Australian Shepherds require a great deal of exercise and activity. The Australian Shepherd is well suited to life in the country, but can do well if they have ample space to run around in, preferably in a fenced yard. They will require daily runs or walks, and several play sessions. Aussies that live in small apartments or are tied up in the yard will not thrive; they simply must have an outlet for their energy.

Obedience training is very important, in order to curb the herding instinct and help socialize the dog. Australian Shepherds can be very protective, and training can help to calm barking or stop them from becoming overly protective. Obedience class will also establish the owner as the leader. It is recommended that Aussies begin training within the first year of life.

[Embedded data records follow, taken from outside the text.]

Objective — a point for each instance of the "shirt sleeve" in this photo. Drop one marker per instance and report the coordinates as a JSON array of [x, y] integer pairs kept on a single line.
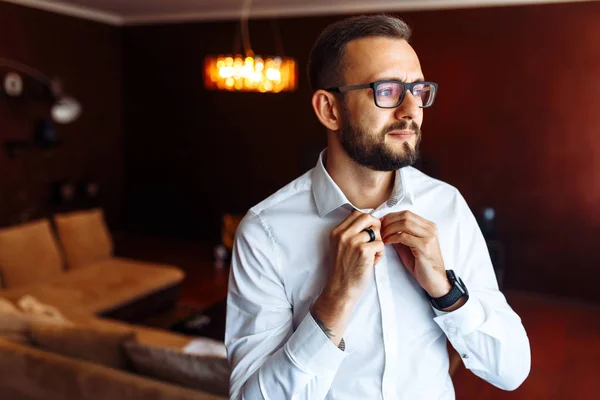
[[270, 358], [485, 331]]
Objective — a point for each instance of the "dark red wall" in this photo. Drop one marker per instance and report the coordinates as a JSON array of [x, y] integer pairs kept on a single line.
[[86, 56], [515, 127]]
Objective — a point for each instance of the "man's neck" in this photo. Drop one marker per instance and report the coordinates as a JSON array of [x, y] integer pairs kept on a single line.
[[363, 187]]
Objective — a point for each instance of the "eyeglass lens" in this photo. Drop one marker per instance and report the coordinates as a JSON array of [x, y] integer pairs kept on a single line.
[[388, 94]]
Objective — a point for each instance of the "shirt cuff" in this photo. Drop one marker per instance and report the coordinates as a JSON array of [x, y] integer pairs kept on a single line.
[[462, 321], [311, 350]]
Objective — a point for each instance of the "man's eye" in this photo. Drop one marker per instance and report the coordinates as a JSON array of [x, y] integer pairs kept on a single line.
[[385, 92]]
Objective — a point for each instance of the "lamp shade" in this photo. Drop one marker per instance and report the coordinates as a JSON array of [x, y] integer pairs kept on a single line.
[[65, 110]]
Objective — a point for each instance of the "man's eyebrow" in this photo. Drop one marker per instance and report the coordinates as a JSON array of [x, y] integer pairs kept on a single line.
[[393, 78]]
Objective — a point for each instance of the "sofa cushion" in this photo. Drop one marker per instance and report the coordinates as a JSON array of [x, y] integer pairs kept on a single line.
[[200, 371], [84, 237], [15, 323], [29, 253], [102, 286], [100, 345]]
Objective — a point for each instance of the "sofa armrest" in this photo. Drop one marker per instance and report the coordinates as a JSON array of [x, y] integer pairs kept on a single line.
[[40, 375]]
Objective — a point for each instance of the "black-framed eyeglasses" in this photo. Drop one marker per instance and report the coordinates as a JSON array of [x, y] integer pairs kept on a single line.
[[390, 93]]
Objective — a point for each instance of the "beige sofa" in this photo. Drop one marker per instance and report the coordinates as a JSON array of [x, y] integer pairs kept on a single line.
[[58, 348]]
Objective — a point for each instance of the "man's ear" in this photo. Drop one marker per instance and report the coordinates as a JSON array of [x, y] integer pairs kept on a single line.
[[326, 106]]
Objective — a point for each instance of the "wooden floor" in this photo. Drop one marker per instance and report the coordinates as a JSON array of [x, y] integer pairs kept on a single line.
[[564, 335]]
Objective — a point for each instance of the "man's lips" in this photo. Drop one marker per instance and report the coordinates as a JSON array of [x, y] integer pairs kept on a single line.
[[403, 134]]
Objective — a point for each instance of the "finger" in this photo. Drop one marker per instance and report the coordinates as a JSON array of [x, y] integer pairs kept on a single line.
[[372, 251], [378, 257], [363, 222], [405, 225], [347, 222], [364, 237]]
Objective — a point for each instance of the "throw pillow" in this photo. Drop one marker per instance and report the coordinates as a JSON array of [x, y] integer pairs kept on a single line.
[[98, 345], [208, 373], [84, 237], [29, 253]]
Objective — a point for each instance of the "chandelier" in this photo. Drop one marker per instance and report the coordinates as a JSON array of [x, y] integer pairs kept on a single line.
[[250, 72]]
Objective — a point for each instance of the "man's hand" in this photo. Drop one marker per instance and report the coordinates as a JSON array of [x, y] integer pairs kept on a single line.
[[416, 242], [353, 259]]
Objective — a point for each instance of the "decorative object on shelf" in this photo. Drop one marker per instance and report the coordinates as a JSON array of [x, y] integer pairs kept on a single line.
[[44, 138], [65, 109], [250, 72]]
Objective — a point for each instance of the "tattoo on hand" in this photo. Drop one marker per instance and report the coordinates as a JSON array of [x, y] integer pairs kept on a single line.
[[325, 329]]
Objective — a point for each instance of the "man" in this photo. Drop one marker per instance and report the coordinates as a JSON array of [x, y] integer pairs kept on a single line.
[[346, 283]]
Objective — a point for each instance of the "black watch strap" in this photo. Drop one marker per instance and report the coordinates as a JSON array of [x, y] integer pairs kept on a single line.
[[458, 291]]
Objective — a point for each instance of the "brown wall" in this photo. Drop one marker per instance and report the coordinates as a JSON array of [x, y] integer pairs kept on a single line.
[[87, 58], [515, 128]]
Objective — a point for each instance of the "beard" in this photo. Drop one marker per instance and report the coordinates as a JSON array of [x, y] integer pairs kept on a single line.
[[369, 150]]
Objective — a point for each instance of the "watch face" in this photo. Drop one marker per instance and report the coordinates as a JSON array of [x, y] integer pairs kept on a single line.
[[13, 84]]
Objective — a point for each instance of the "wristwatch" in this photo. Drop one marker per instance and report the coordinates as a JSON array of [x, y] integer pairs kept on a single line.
[[458, 291]]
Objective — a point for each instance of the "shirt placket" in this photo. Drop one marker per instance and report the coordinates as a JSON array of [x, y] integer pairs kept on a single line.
[[389, 329]]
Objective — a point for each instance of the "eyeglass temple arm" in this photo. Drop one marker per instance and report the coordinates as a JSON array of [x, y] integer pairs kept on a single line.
[[343, 89]]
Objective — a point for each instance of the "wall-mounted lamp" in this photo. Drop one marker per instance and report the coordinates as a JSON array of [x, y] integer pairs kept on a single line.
[[65, 109]]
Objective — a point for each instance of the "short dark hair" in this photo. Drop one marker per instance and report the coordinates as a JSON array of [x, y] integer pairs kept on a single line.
[[326, 66]]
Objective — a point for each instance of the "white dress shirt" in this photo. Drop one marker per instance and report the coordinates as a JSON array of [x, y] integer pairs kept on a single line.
[[395, 340]]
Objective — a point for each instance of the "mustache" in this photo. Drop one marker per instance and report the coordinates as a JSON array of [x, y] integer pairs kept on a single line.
[[403, 125]]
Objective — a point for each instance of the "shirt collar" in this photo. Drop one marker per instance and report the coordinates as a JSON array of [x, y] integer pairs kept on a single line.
[[328, 196]]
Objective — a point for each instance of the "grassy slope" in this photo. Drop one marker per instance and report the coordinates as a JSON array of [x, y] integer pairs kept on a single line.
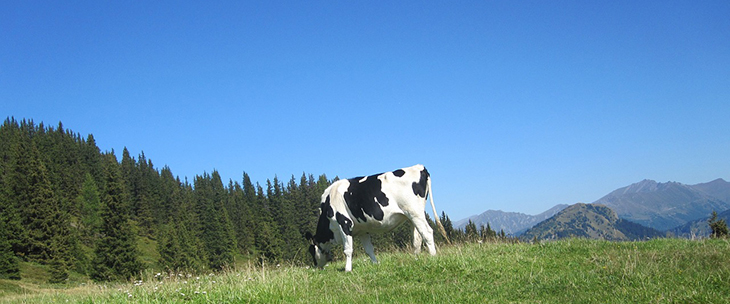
[[584, 271]]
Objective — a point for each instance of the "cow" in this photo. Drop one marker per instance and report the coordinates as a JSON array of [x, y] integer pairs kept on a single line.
[[361, 206]]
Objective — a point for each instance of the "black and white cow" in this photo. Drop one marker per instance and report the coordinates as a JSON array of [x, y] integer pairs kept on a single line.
[[361, 206]]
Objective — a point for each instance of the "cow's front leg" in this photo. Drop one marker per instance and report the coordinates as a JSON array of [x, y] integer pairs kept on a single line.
[[368, 245], [348, 252]]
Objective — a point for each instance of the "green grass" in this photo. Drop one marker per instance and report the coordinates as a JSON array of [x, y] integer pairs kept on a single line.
[[568, 271]]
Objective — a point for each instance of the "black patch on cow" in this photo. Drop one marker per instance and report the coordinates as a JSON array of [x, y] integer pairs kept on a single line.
[[324, 234], [327, 208], [419, 188], [345, 223], [366, 197], [313, 252]]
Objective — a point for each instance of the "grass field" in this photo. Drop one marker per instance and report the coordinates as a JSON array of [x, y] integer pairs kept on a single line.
[[567, 271]]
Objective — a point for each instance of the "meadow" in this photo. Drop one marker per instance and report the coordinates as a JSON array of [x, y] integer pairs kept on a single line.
[[565, 271]]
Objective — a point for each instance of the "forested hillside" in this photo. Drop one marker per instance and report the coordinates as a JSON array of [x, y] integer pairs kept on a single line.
[[67, 205]]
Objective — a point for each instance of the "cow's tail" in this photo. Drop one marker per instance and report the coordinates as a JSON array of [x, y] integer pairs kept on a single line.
[[436, 215]]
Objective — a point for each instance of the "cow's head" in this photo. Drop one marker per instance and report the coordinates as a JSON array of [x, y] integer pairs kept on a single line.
[[321, 252]]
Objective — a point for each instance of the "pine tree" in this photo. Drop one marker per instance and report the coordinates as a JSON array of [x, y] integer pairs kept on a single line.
[[9, 267], [216, 231], [89, 204], [718, 226], [115, 255]]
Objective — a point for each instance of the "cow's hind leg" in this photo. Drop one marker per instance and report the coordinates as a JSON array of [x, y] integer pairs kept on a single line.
[[417, 240], [368, 244], [426, 233], [347, 243]]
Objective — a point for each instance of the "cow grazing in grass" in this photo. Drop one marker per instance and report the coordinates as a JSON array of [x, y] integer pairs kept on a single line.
[[361, 206]]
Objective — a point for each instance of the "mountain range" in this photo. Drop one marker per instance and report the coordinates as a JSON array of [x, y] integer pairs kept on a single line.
[[512, 223], [664, 206], [590, 221], [673, 207]]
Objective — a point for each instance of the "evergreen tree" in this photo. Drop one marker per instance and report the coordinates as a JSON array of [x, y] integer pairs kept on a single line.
[[216, 231], [269, 243], [89, 204], [718, 226], [115, 255], [9, 267], [471, 231]]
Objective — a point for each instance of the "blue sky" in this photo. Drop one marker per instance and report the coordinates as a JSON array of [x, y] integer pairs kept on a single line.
[[512, 105]]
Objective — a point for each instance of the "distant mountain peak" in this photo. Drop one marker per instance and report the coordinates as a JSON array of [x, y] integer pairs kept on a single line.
[[667, 205]]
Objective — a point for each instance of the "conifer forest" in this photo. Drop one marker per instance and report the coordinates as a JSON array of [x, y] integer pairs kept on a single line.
[[68, 205]]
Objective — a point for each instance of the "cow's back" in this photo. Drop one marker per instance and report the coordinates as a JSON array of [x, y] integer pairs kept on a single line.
[[379, 203]]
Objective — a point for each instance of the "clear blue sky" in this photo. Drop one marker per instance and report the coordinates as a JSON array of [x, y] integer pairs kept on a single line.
[[512, 105]]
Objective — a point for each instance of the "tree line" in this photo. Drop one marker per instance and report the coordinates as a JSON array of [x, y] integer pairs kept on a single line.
[[66, 204]]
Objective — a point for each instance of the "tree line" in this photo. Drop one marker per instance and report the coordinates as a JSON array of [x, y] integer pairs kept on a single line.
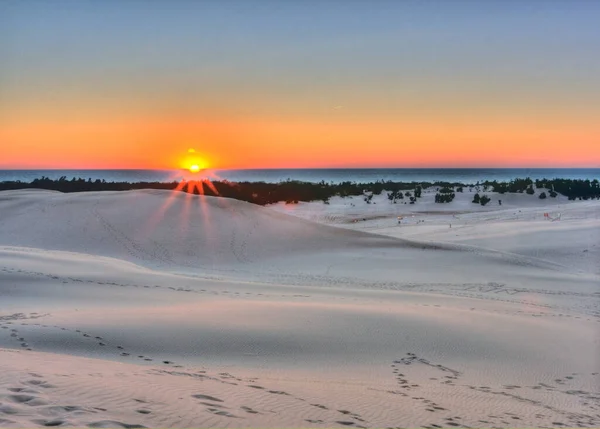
[[292, 191]]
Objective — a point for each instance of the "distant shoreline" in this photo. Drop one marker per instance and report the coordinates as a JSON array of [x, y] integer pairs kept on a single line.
[[292, 191]]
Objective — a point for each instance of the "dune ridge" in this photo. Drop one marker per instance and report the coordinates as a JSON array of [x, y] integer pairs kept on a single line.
[[152, 309]]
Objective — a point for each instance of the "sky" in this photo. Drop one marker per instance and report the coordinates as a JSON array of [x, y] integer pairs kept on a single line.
[[293, 84]]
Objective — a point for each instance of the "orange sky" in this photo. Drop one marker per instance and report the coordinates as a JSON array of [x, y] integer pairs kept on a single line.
[[30, 141], [248, 85]]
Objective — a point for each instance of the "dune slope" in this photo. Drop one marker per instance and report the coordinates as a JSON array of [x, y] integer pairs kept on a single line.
[[164, 309]]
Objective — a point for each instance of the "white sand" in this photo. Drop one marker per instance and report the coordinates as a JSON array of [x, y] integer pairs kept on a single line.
[[166, 309]]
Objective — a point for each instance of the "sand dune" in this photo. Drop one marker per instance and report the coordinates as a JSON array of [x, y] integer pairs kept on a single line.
[[156, 309]]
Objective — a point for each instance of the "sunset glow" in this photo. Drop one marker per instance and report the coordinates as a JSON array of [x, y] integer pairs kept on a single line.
[[489, 87]]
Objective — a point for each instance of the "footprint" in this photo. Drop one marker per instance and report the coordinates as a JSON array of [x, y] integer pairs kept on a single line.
[[49, 423], [207, 397], [113, 424]]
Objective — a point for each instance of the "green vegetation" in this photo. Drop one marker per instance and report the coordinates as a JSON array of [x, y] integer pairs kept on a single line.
[[292, 191], [444, 195]]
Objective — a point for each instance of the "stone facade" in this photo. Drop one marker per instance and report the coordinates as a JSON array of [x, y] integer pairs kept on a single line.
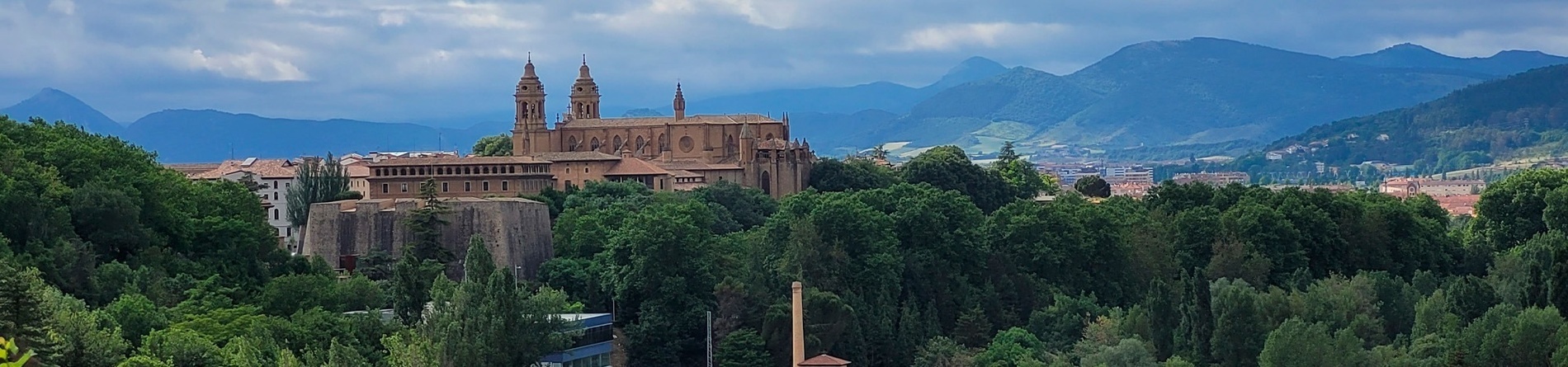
[[517, 231], [673, 153]]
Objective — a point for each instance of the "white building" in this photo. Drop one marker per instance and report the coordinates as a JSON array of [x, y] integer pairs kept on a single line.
[[275, 177]]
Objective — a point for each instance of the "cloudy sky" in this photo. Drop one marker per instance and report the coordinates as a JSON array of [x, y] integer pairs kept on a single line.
[[414, 60]]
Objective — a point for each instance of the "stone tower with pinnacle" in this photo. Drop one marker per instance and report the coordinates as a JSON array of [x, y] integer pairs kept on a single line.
[[585, 95], [529, 134]]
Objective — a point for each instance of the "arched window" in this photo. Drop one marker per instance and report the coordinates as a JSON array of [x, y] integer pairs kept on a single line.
[[767, 182]]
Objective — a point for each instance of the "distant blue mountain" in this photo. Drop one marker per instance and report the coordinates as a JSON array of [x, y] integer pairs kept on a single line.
[[57, 106], [848, 99], [1416, 57]]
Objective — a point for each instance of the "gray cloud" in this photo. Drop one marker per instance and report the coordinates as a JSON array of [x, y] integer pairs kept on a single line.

Owning an Australian Shepherd

Australian Shepherds are more suited to an owner who wants to go for a long run rather than one who wants to watch a lengthy movie from the couch. Because they are so energetic, Aussies often end up at pet shelters and rescue groups because their owners were unaware of how active the breed is. Potential owners should visit reputable breeders or other Aussie owners to become familiar with the dog. Because Australian Shepherds can experience hereditary illnesses, it is imperative to make sure the breeder is licensed and has a good reputation. Potential owners should ask a lot of questions about the puppy’s background in order to ensure they are getting a healthy dog. Adult Australian Shepherds that are adopted from shelters also make excellent pets. With the right amount of patience and consistency, any dog can be retrained, leading to successful pet ownership.